Но вот, наконец, остановились кареты: привезли. Сказали: "Извольте выходить!" Вышли. Огляделись и узнали Семеновский плац.
На скрипучем синем утоптанном снегу - какой-то длинный помост из свежих новых досок, небрежно обитых черным коленкором, с лестничками с двух сторон и столбами по обочинам: эшафот. Глядели друг на друга, не веря глазам своим: почему эшафот? Почему в стороне от него солдаты с ружьями, полк солдат при всех офицерах? Почему рядом с офицерами петербургский обер-полицеймейстер Галахов, в генеральской шинели, верхом на лошади, и какой-то рыжий поп в шубе и меховой шапке с бархатным черным верхом?
Оглядывали друг друга, едва узнавая; за восемь месяцев заключения такие все стали обросшие, худые, желтые, даже богатырски сложенный Спешнев!
Все были уверены, что привезут их снова в здание суда, где и прочитают им приговор, конечно какой-нибудь легкий, но почему же вдруг такая предсмертно-торжественная обстановка?
Кто-то обратил внимание на сани, стоявшие в стороне. На этих санях громоздилось что-то, покрытое рыжим. "Это гроба наши, а сверху рогожи!" сказал тогда Дуров, и все поверили, хотя, как оказалось, на санях была свалена их арестантская одежда.

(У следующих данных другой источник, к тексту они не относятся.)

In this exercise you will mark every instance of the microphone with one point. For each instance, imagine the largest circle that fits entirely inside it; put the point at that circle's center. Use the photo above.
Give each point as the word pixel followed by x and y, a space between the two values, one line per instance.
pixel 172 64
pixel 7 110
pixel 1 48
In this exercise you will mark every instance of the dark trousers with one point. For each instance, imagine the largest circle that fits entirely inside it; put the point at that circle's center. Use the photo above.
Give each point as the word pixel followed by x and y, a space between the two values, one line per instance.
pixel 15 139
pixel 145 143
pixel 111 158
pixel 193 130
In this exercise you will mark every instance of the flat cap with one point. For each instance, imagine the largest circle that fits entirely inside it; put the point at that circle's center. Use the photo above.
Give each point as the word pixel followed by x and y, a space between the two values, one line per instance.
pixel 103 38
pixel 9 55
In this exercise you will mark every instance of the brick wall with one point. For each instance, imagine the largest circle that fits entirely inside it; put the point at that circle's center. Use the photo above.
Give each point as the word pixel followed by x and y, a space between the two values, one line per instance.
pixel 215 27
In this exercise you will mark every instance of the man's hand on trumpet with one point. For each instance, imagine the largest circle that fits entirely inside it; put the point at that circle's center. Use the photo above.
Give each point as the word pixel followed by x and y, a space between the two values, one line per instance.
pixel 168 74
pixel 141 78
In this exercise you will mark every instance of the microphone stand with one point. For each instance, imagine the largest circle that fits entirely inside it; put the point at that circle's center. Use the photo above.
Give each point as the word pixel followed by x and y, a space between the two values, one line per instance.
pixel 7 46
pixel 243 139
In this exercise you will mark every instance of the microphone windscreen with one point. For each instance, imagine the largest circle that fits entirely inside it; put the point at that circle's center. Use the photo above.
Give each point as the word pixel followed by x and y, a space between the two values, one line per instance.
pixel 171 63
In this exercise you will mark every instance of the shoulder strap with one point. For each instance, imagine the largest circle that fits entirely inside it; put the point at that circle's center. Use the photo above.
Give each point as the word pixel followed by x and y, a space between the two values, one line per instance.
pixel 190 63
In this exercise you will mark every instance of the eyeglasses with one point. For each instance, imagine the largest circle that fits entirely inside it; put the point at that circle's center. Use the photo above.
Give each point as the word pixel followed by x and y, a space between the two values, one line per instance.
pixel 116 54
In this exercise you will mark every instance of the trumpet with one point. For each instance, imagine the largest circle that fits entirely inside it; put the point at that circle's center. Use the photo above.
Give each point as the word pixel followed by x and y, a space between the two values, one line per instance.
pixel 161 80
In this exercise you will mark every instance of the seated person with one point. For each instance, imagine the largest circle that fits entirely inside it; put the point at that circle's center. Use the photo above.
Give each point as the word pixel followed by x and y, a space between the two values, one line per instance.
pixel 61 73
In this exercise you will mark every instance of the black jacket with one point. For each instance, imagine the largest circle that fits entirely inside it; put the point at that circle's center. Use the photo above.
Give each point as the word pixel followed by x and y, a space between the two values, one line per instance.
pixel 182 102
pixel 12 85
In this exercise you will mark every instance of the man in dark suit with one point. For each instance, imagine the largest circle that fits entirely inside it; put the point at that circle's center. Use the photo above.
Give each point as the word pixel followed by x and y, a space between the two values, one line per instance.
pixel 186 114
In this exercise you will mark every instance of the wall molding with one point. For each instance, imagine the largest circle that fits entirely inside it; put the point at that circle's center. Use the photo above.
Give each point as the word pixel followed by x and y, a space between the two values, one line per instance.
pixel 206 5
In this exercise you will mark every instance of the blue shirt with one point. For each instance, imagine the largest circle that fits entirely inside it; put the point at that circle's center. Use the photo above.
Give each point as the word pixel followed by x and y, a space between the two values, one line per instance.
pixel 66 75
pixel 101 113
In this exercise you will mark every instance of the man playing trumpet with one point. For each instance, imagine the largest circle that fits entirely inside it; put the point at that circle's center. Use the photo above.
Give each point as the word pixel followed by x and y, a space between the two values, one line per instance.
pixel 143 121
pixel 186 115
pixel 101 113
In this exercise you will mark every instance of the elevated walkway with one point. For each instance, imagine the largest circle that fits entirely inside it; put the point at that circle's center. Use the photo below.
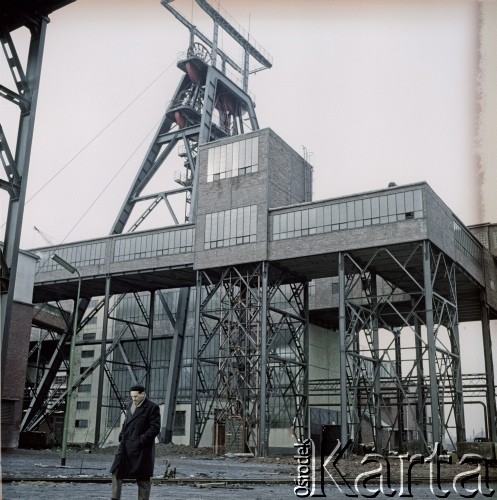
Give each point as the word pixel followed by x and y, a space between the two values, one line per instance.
pixel 387 225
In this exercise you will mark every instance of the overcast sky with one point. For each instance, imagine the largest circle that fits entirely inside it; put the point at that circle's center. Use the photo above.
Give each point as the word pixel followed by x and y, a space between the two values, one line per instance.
pixel 376 90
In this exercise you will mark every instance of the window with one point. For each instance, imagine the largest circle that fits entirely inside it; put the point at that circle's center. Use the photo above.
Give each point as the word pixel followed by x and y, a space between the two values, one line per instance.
pixel 348 215
pixel 90 254
pixel 8 406
pixel 232 160
pixel 231 227
pixel 152 245
pixel 179 426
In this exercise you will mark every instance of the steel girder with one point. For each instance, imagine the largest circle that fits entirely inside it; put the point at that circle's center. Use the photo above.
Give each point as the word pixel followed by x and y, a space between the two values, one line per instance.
pixel 251 354
pixel 386 382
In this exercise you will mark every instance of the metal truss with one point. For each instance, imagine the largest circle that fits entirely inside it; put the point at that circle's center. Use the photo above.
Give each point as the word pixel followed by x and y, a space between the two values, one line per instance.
pixel 251 363
pixel 389 337
pixel 16 165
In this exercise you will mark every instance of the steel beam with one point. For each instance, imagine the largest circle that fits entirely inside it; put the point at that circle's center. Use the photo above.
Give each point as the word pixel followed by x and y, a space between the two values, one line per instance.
pixel 28 86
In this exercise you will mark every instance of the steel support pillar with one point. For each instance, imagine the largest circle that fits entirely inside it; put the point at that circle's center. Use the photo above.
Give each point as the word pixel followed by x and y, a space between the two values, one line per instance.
pixel 240 381
pixel 27 86
pixel 489 370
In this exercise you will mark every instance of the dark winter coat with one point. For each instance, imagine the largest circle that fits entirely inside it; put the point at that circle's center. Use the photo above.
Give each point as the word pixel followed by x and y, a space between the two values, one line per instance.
pixel 136 453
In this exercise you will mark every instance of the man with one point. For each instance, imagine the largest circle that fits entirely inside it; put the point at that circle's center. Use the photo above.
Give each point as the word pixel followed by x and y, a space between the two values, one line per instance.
pixel 136 454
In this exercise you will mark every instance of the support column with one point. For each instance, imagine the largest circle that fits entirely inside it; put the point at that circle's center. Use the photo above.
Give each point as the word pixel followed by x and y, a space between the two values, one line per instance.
pixel 489 369
pixel 457 381
pixel 432 353
pixel 12 236
pixel 378 435
pixel 196 345
pixel 150 341
pixel 420 379
pixel 101 370
pixel 344 432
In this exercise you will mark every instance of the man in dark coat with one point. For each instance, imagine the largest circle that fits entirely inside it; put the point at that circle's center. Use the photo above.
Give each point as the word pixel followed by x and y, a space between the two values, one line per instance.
pixel 136 454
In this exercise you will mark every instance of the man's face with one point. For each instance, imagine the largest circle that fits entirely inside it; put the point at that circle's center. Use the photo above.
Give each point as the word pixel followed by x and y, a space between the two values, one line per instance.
pixel 137 397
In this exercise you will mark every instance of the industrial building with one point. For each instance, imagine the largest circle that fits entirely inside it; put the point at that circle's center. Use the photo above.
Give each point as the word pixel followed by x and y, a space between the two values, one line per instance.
pixel 261 316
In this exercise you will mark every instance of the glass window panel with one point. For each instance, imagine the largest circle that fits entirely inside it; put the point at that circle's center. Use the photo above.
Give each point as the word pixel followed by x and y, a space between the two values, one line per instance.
pixel 350 211
pixel 358 210
pixel 248 152
pixel 255 152
pixel 239 222
pixel 392 206
pixel 366 208
pixel 375 207
pixel 305 219
pixel 312 217
pixel 213 228
pixel 284 223
pixel 222 159
pixel 246 221
pixel 208 224
pixel 276 225
pixel 236 152
pixel 298 220
pixel 229 159
pixel 215 169
pixel 409 201
pixel 253 219
pixel 220 226
pixel 383 206
pixel 401 206
pixel 327 215
pixel 210 164
pixel 335 214
pixel 232 223
pixel 291 225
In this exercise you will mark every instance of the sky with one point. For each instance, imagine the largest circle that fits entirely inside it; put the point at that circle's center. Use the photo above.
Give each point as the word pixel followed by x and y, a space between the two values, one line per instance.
pixel 377 91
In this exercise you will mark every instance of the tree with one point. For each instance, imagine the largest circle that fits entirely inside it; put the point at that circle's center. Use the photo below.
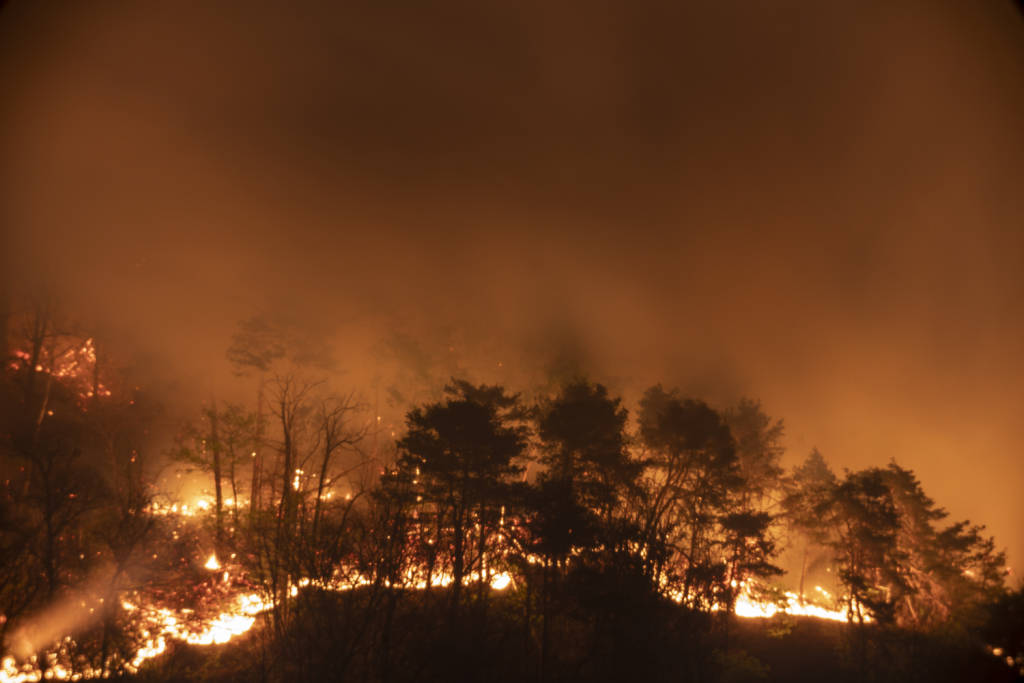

Но говорить друг с другом им запретили: собрались тут люди для дела, деловито приказал им генерал Галахов взойти на эшафот. Их расставили около столбов - по одной стороне девять, по другой одиннадцать человек, - лицами внутрь, и на эшафот взошел тот самый аудитор, который записывал их показания на суде, длинный и тощий военный чиновник-немец.
– Шапки долой!
– прокричал им Галахов.
Неторопливо, сняв перчатку с одной руки, держа бумагу близко к близоруким глазам, деревянным громким голосом прочитал чиновник приговор, кончающийся словами: "Приговорены к смертной казни расстрелянием".